Bitmasking is a technique where we use individual bits in a number to represent separate boolean (true or false) flags. This technique is so powerful for two main reasons:
- Memory efficiency: Instead of using multiple variables to represent different states, we can pack them into a single number.
- Performance: Bitwise operations are extremely fast, allowing us to check and manipulate multiple flags in a single operation1.
We can demonstrate the power of bitmasking with a simple example. Let’s say we have a game character with several boolean flags that represent different states2:
var is_player := true
var is_enemy := false
var can_jump := true
var is_invincible := false
var has_key := true
var is_poisoned := false
var is_stunned := false
var is_invisible := trueWe can pack all of these into a single number where each bit represents one of these states:
# Each bit represents a different state
# 10101001 in binary = 169 in decimal
var player_flags := 0b10101001
In this example, we see each of our 8 boolean flags packed into a single byte.

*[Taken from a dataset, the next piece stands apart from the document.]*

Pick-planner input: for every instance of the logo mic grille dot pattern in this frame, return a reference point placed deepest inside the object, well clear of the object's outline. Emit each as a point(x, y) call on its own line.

It gets crazier the deeper you go
In languages like C, C++, Rust, and Go (to name a few), if we modeled our character using a
struct, then having separate boolean variables wouldn’t take up 8 bits — it would take 8 bytes!This is because most languages will align the data in memory to the size of the largest type. So if we had 8 booleans, they would take up 8 bytes (64 bits) instead of 1 byte (8 bits). This is where bitmasking really shines and helps us save memory.
Our first bitwise operator: &
With an idea of how we might pack our booleans into a single number, let’s look at how we can manipulate them. The first operator is we’ll look at is the AND operator or &. This is used in a binary operation to compare two numbers bit by bit. The result is a new number where each bit is set to 1 only if both bits in the original numbers are also 1.